Tim Barrus, New York Times

I am a communist. Is it the duty of the Internet to be able to give us a pathway of words that help us understand Why Are You Here. Why is it we are obligated to dumb down communication to the bureaucratic level of the third grade. This my summer vacation. This is a dog. This is pornography. This is the Queen in a cowboy hat. Artificial intelligence is artificial. An Italian woman smiling. Les Demoiselles d’Avignon is a carving of naked women whose noses are firehoses. This is an ear the artist cut from his head. This is a dog (it’s a fox). This is a horse. Actually, it’s a merry-go-round. The Internet is already stupid. I’ve taught third-graders who can outwit it. The Internet already employs complete fictions when it appoints itself as censor of the world. I am supposedly born in three countries simultaneously.
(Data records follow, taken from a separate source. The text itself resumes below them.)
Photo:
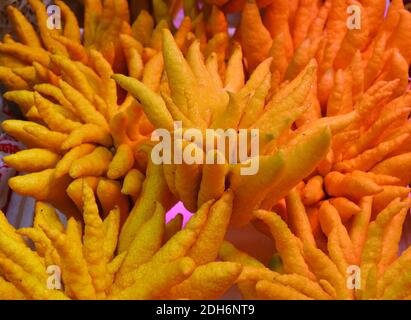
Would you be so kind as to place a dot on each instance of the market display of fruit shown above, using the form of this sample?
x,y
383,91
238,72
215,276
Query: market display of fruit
x,y
324,83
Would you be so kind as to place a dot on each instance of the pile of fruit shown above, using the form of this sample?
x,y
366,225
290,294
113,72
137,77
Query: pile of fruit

I have not published in 25 years (a lie). I am not a photographer (LA’s Flaunt Magazine). I have hustled the rich people of North Carolina. Duh. Then, you come to Appalachia. I am living in a cabin near Jump Off Rock, and I get around on a dirt bike. I only use a GoPro and not the silly cameras I supposedly have used for years. Why is it the Internet’s job to tell the world where my second ex-wife lives. Actual Reporters roam my high school’s halls. Did he go to school here. Yes, but he’s gay. Text is irrelevant. Photography is irrelevant. Art is irrelevant. This is a very unamused man sitting in a red chair. This is a lynching. The Internet is always wrong. Always.